Revision as of 09:45, 13 April 2023 by Registered User (→‎Runtime Isolation)

1. What is isolation?

Isolation means that a system is subdivided into several subsystems (or partitions). Isolation can protect one subsystem from the other(s). The system to isolate can contain code, secrets, or intellectual properties.

2. Hardware isolation

The hardware isolation mechanisms are used to isolate almost two subsystems. Most of the time, the isolation is implemented by combining it with a software solution.
The hardware isolation mechanisms tasks are the following:
  • isolation (access control): secure, nonsecure, privileged, or unprivileged mode
  • filtering on memory access
Typical examples of hardware isolation mechanisms are:
- MPU (memory protection unit): isolation in Cortex®-M cores
- Arm® TrustZone, available in Cortex®-A and Cortex®-M Arm architectures.
- Firewall

3. Temporal isolation

Temporal Isolation is considered only during the boot sequence. It can isolate the different stages executed.
Temporal isolation can protect the device sensitive assets that are used during the secure boot process from being accessed by later stages.

4. Runtime isolation

This Is the ability to have a system with several subsystems running in parallel, considering 2, 3, 4, … sub-systems of a platform.
Isolating two subsystems can be achieved using Arm TrustZone technology.
But it could be done also considering integration of 2 cores, use of the MPU (on Cortex-M cores), …

5. IP isolation

IP Isolation is the propriety allowing an Intellectual Property to run sandboxed from the others.

ARM PSA Firmware Framework defines tree levels of isolation.

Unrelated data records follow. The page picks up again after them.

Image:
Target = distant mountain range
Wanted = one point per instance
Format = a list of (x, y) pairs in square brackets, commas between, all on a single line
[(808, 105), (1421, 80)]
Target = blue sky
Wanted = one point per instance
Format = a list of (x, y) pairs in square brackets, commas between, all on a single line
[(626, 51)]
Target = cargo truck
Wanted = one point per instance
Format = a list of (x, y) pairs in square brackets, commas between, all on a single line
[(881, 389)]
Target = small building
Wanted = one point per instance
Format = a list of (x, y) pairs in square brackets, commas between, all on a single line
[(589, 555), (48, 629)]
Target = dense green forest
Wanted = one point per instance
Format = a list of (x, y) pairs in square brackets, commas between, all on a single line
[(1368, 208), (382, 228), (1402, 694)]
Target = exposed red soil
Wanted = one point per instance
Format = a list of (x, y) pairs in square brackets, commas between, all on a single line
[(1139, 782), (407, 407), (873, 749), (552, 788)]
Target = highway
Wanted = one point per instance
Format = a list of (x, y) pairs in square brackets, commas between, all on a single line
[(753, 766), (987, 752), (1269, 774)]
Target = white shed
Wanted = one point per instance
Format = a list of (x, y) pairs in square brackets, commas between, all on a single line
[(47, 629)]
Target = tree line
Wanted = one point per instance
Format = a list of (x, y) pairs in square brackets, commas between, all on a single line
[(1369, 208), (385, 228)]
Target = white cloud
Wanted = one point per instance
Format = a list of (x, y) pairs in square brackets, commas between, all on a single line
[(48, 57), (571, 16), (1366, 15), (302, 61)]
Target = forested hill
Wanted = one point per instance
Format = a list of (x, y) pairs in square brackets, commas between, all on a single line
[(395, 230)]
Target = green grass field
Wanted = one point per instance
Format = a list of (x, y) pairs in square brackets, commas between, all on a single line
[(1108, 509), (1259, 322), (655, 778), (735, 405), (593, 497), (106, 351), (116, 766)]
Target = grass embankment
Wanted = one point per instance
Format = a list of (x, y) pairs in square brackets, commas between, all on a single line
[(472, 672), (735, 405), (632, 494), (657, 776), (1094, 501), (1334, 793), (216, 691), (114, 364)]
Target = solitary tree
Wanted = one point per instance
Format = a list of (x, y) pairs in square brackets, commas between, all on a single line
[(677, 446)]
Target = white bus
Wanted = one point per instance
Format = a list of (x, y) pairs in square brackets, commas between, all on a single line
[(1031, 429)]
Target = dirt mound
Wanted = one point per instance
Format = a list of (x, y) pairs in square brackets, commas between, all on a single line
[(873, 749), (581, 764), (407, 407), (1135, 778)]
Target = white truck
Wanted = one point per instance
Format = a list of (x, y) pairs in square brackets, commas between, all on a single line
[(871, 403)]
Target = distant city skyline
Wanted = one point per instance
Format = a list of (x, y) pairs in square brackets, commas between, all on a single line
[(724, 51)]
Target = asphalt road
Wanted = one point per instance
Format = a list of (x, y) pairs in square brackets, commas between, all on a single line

Isolation level Purpose Security domains Description
Level 1 SPE isolation. Two Secure Processing Environment (SPE) is protected from access by Non-secure application firmware and hardware.
Level 2 PSA Root of Trust isolation. Three In addition to Level 1, the PSA Root of Trust is also protected from access by the Application Root of Trust.
Level 3 Maximum firmware isolation. Three or more In addition to Level 2, each Secure Partition is sandboxed and only permitted to access its own resources. This protects each Secure Partition from access by other Secure Partitions and protects the Secure Partition Manager from access by any Secure Partition.